The goal of this study is the reduction of the lubrication equation, modelling thin film dynamics, onto an approximate invariant manifold. The reduction is derived for the physical situation of the late phase evolution of a dewetting thin liquid film, where arrays of droplets connected by an ultrathin film of thickness epsilon undergo a slow-time coarsening dynamics. With this situation in mind, we construct an asymptotic approximation of the corresponding invariant manifold, that is parametrized by a family of droplet pressures and positions, in the limit when epsilon arrow right 0. The approach is inspired by the paper by Mielke and Zelik (2009 Mem. Am.

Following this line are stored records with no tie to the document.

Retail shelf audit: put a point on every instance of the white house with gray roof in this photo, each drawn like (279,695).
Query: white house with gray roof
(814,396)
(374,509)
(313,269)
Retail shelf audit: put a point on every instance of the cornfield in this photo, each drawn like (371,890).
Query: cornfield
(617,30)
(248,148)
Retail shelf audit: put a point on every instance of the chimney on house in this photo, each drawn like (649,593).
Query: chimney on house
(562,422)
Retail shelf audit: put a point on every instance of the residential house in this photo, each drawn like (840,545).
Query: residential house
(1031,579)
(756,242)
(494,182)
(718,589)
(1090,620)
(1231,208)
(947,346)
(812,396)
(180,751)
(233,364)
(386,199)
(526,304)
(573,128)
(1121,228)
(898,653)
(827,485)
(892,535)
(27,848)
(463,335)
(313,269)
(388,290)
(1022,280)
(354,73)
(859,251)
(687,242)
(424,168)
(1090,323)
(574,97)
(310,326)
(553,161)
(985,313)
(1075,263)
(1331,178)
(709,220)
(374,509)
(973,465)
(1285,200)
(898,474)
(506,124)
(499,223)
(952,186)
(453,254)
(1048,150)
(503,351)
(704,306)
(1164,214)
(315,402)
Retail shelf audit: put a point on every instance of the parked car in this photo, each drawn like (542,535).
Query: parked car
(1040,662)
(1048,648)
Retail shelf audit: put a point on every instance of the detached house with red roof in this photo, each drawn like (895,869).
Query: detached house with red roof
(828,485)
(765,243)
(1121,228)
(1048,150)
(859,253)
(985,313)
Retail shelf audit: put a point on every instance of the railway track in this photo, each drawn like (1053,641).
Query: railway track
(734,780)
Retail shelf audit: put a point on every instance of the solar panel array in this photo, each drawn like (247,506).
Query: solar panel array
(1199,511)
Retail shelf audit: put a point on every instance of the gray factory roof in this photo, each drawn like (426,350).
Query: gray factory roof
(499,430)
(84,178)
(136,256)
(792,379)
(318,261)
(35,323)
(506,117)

Math. Soc. 198 1-97), where the centre manifold reduction was carried out for a class of semilinear systems. In this study this approach is considered for quasilinear degenerate parabolic PDEs such as lubrication equations. While it has previously been shown by Glasner and Witelski (2003 Phys. Rev. E 67 016302), that the system of ODEs governing the coarsening dynamics can be obtained via formal asymptotic methods, the centre manifold reduction approach presented here pursues the rigorous justification of this asymptotic limit.